1), the output signal of the pulse wave component extraction means (109), and a measurement position quality determination means (112) for determining whether the measurement position of the pulse wave is appropriate, and a measurement position quality determination means (11
2) inputting the output signal to calculate the time information about the measurement position, and 113 means for outputting the information about the quality of the measurement position by inputting the output signal of the timing means 113. A pulse rate monitor having: 2. A pulse wave detecting means (101) for detecting a pulse wave
And a body movement detecting means (102) for detecting body movement, and a pulse wave measurement based on the pulse wave signal output by the pulse wave detecting means (101) and the body movement signal output by the body movement detecting means (102). A measurement position pass / fail judgment means (112) for determining whether the position is appropriate, and a warning means for outputting information regarding pass / fail of the measurement position based on the measurement position pass / fail signal output from the measurement position pass / fail judgment means (112) ( 114) and. 3. A pulse rate calculating means (110) for calculating a pulse rate based on the pulse wave signal output by the pulse wave detecting means (101) and the body movement signal output by the body movement detecting means (102).

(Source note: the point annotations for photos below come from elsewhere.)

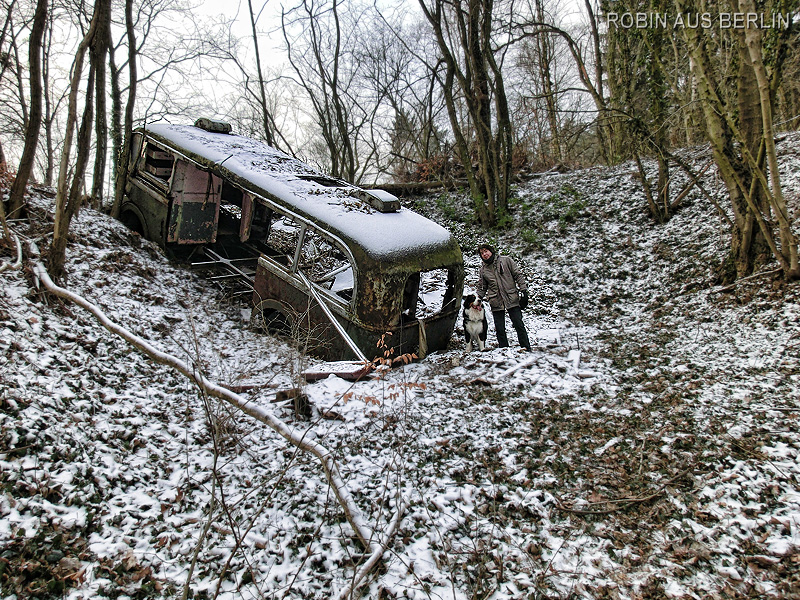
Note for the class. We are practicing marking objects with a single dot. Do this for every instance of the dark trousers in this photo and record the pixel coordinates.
(515, 314)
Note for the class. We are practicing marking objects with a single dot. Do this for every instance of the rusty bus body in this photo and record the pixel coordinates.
(379, 268)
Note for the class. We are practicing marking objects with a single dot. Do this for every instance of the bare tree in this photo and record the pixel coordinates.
(122, 132)
(322, 59)
(745, 150)
(68, 200)
(17, 194)
(465, 34)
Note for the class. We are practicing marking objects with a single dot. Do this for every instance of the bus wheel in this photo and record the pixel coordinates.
(273, 317)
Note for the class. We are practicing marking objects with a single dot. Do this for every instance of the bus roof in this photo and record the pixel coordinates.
(332, 204)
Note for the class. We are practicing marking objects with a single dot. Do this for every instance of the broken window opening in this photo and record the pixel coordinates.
(326, 264)
(157, 163)
(428, 293)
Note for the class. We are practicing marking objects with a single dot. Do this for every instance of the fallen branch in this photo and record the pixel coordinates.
(625, 502)
(732, 286)
(375, 558)
(363, 531)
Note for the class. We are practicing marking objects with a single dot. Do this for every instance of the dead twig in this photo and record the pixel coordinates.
(625, 502)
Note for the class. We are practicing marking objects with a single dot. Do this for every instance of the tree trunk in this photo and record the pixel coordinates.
(124, 158)
(68, 200)
(98, 57)
(740, 168)
(17, 195)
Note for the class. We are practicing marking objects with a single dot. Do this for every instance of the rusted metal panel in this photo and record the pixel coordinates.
(194, 210)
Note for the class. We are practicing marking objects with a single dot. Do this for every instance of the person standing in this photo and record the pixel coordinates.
(505, 287)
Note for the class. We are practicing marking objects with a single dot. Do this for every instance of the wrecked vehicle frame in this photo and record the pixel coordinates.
(390, 277)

A display unit (111) for displaying a pulse rate by inputting a signal relating to the pulse rate output from the pulse rate calculation unit (110);
The pulse rate monitor according to claim 2, further comprising: 4. The pulse rate measuring apparatus according to claim 1, wherein the pulse wave signal calculating means (107) for analyzing the frequency of the pulse wave signal and the body movement signal calculating means (108) for performing the frequency analysis of the body movement signal. At the time of, FFT (Fast Fourier)
er transform) processing is performed.